Myke Olson
September 24, 2002
LCC 4400
Mortal Kombat (Week 6)

Blood and Guts

I can certainly recognize the historical significance of Mortal Kombat, one of the first (if not the very first) hand-to-hand fighting game. This game has certainly set the stage for all kinds of fighting and war games in the future. This game is another one that became popular, initially, in the arcades. My personal experience with arcades was something that I went into maybe once a year or so when we went to the mall. But, I was more interested in games like either Super Mario Brothers or racing games (especially Cruisin' USA).

Quite possibily the reason for me not getting interested in violent games like Mortal Kombat was the way I was raised by my parents.

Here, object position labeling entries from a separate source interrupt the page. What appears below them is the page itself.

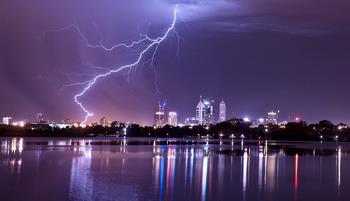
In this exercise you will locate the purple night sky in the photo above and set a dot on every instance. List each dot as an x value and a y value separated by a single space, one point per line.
258 55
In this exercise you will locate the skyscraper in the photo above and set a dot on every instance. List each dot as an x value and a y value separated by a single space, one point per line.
159 115
205 112
222 112
103 121
172 119
39 117
7 120
272 117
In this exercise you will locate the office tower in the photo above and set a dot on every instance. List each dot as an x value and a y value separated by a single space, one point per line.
172 118
7 120
39 118
205 112
159 116
222 111
103 121
272 117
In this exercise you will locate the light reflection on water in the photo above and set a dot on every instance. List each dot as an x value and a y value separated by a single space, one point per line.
90 169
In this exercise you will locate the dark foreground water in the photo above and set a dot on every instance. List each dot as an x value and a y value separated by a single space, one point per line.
145 169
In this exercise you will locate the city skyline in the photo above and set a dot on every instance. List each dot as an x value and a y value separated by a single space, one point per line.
258 59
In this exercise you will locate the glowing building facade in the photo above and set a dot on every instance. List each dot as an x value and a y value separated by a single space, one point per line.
222 111
159 115
205 112
7 120
272 117
172 118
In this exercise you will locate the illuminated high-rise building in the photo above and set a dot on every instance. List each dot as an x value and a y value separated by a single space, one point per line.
159 115
172 118
205 112
7 120
272 117
39 117
222 111
103 121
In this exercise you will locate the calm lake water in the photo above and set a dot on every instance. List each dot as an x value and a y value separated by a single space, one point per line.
43 169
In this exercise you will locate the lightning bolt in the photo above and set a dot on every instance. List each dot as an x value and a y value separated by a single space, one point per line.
152 43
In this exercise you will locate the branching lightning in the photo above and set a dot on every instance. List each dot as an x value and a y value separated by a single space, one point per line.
149 45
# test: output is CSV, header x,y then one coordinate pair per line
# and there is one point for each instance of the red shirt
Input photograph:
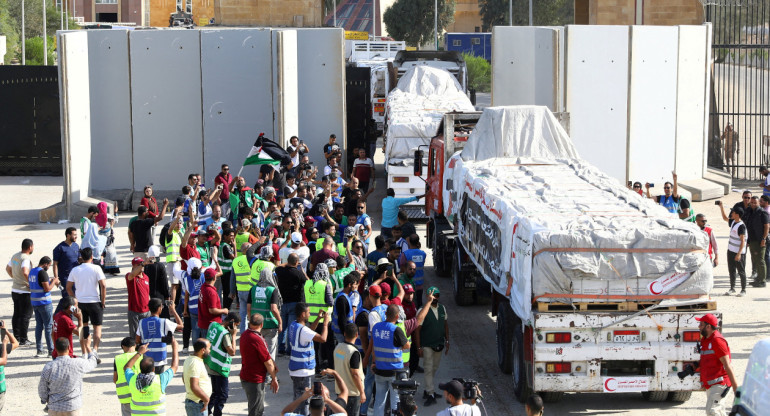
x,y
711,350
138,293
253,356
208,298
63,327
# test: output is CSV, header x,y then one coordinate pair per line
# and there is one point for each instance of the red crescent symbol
x,y
653,291
606,384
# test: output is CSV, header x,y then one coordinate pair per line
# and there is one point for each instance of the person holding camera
x,y
454,392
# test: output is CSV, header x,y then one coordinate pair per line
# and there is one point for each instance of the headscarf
x,y
321,273
267,279
101,217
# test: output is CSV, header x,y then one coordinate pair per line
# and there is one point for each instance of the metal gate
x,y
30,136
739,129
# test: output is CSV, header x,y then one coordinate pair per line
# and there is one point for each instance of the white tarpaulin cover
x,y
528,206
415,108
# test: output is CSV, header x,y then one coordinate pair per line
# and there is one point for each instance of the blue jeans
x,y
243,298
220,391
194,408
43,320
287,317
383,386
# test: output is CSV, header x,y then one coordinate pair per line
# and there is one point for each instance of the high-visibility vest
x,y
150,401
242,272
315,297
172,246
386,356
302,355
38,296
121,386
218,360
335,314
260,303
257,265
405,354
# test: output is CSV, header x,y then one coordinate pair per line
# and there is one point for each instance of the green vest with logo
x,y
218,360
260,303
121,386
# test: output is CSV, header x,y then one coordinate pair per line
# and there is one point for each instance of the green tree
x,y
412,20
479,73
544,12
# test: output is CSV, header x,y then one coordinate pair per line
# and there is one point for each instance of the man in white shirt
x,y
302,251
87,284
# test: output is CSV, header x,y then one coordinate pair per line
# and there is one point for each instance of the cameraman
x,y
453,394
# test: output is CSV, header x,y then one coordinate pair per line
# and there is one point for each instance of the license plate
x,y
625,336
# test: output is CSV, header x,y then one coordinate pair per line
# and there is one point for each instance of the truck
x,y
414,112
594,288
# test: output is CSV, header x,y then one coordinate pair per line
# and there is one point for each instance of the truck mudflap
x,y
579,352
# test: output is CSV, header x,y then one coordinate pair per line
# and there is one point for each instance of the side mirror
x,y
418,162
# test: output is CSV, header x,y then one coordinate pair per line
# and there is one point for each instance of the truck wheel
x,y
655,396
521,387
504,335
679,396
463,296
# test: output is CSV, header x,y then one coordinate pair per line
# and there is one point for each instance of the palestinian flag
x,y
266,152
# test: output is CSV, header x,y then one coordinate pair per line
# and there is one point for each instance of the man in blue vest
x,y
389,340
40,288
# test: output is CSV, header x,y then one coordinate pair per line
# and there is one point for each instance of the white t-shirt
x,y
306,335
86,279
25,264
303,253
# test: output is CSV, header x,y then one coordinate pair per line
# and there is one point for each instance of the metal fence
x,y
30,137
739,128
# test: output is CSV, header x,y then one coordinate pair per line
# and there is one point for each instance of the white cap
x,y
153,251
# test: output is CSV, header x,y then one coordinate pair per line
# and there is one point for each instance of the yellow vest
x,y
315,297
151,401
121,386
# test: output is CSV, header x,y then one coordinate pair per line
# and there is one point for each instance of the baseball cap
x,y
709,319
375,291
453,387
153,251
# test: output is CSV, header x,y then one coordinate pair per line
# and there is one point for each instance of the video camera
x,y
470,389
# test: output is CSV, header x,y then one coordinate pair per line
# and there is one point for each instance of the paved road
x,y
472,353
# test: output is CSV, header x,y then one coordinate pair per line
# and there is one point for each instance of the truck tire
x,y
679,396
655,396
504,337
463,296
521,387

They were always very strict about what kind of movies that I watched, including not allowing me to see PG-13 movies until I was almost 13 years of age (and my first PG-13 movie was Gorillas in the Mist... hardly a movie that was based on violence). Many boys who are raised with a more paternal and violent influence (playing football out in the backyard or getting into fights at school). Perhaps, people who grew up in a similar surroundings of Mortal Kombat or the movie/play West Side Story would be more in-tune with the concept of street fighting. Certainly kids that grow up in the suburbs could become interested and involved with Mortal Kombat, but most likely in a vicarious way.

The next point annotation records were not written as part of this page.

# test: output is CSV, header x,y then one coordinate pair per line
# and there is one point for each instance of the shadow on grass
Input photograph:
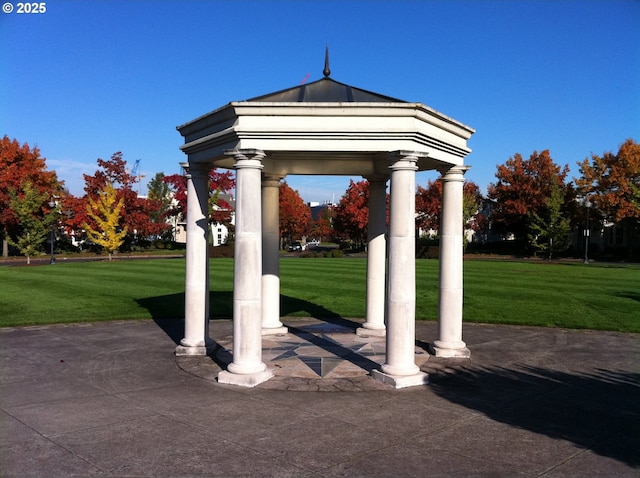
x,y
168,311
597,411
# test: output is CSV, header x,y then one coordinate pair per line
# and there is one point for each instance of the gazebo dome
x,y
325,90
326,127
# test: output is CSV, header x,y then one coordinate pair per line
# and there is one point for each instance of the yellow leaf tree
x,y
105,211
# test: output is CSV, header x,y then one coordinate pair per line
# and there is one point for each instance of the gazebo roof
x,y
325,90
326,127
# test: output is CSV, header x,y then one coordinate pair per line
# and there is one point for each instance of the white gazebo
x,y
325,128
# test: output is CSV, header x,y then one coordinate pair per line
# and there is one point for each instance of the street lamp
x,y
587,204
52,205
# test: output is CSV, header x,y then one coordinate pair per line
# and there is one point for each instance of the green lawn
x,y
594,296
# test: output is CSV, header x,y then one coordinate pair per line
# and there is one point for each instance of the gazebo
x,y
325,128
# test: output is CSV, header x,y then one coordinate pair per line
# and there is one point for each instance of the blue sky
x,y
88,78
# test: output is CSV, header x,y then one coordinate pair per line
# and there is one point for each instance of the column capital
x,y
405,159
271,180
455,173
247,158
377,178
194,169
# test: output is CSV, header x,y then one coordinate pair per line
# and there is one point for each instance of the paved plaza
x,y
112,399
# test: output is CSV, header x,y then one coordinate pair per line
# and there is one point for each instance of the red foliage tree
x,y
522,189
19,164
136,212
322,227
352,213
429,205
221,185
295,215
612,182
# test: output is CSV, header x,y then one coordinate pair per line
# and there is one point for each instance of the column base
x,y
365,332
447,350
248,380
282,330
404,381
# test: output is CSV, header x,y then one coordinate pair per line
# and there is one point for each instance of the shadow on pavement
x,y
597,411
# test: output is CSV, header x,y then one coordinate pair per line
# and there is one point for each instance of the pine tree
x,y
106,212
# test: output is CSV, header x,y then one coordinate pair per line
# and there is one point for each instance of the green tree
x,y
106,212
549,227
32,220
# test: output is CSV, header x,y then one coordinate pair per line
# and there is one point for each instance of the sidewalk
x,y
111,399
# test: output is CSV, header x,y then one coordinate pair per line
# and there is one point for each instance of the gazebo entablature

Wrestling is another interesting aspect to this type of game. What actually makes shows like WWE (or in the past, WWF and WCW) interesting is not just the actual wrestling and display of physical strength, but the drama surrounding it. It doesn't matter as much what takes place during a wrestling match as it does with how entertaining it was. The movie Beyond the Mat was a documentary about the life of several showed what they had to go through every week in order to put on a show. One wrestler in particular, Mick Foley (Mankind), would often self-mutilate for the benefit of the show and to make it look unique. He would wind up all bloody (with real blood) and had plenty of scars from previous shows. There was almost a masochistic feel to what he was doing. The movie also showed how much emotional pain that he put his family through. While the show itself was scripted, he was really inflicting pain on himself and was really bleeding. The trips to the hospital and the concussions were real. It was because of his family that he ultimately decided to retire from the game, despite his enjoyment in pleasing the fans every week.

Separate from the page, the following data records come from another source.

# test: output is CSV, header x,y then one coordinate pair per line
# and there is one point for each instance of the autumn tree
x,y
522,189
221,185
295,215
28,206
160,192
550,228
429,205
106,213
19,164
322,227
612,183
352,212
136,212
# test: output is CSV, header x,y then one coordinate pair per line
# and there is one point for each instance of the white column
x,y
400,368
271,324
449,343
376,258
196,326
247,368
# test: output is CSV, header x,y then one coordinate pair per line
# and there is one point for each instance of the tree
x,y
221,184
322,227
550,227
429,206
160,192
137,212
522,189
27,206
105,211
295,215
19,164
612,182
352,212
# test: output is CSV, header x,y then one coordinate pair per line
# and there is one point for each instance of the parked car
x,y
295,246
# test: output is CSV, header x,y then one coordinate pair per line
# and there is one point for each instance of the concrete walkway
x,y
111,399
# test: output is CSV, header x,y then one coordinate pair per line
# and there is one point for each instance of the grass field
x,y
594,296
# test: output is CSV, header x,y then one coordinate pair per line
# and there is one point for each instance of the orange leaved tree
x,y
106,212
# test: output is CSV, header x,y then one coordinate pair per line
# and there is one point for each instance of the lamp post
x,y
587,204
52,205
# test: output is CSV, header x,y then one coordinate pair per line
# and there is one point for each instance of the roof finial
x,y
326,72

Moral Kombat has only a very small aspect of setup in contrast to the wrestling of're fighting another person, but for a specific reason, which although not defined by the game, you can are both members of a rival gang, or the other guy stole your girlfriend or something. I would imagine that two boys playing the game could easily make up reasons for deciding to fight each other on the game...wether it be a boyish desire to just fight and show off their manhood or because one boy had stole the other's toys or made up rumors about him at school or something. An interesting thought regarding video games such as Mortal Kombat is that they do not actually rely on the player's physical strength in order to win the game. With the selection of a character and a push of a button, you have a huge buff body and a certain set of skills. Winning the game depends instead on your ability to push buttons at a certain speed and in a certain order. The contrast to that would be a game such as World Class Track Meet that used the PowerPad on the original Nintendo. You actually played out an entire set of Olympic-like games and it relied on some set of physical skills. For the long jump, you would simply run as fast as you can on the pad and then jump off, but there IS an aspect of physical skill to it -- running.

In conclusion, I see that fighting games have their place, even if it's not something that I am very interested in playing. Mortal Kombat set the tone for fighting games for years to come, in addition to the sequels to the same game. These games play to the boyish needs of some boys, but maybe not to all.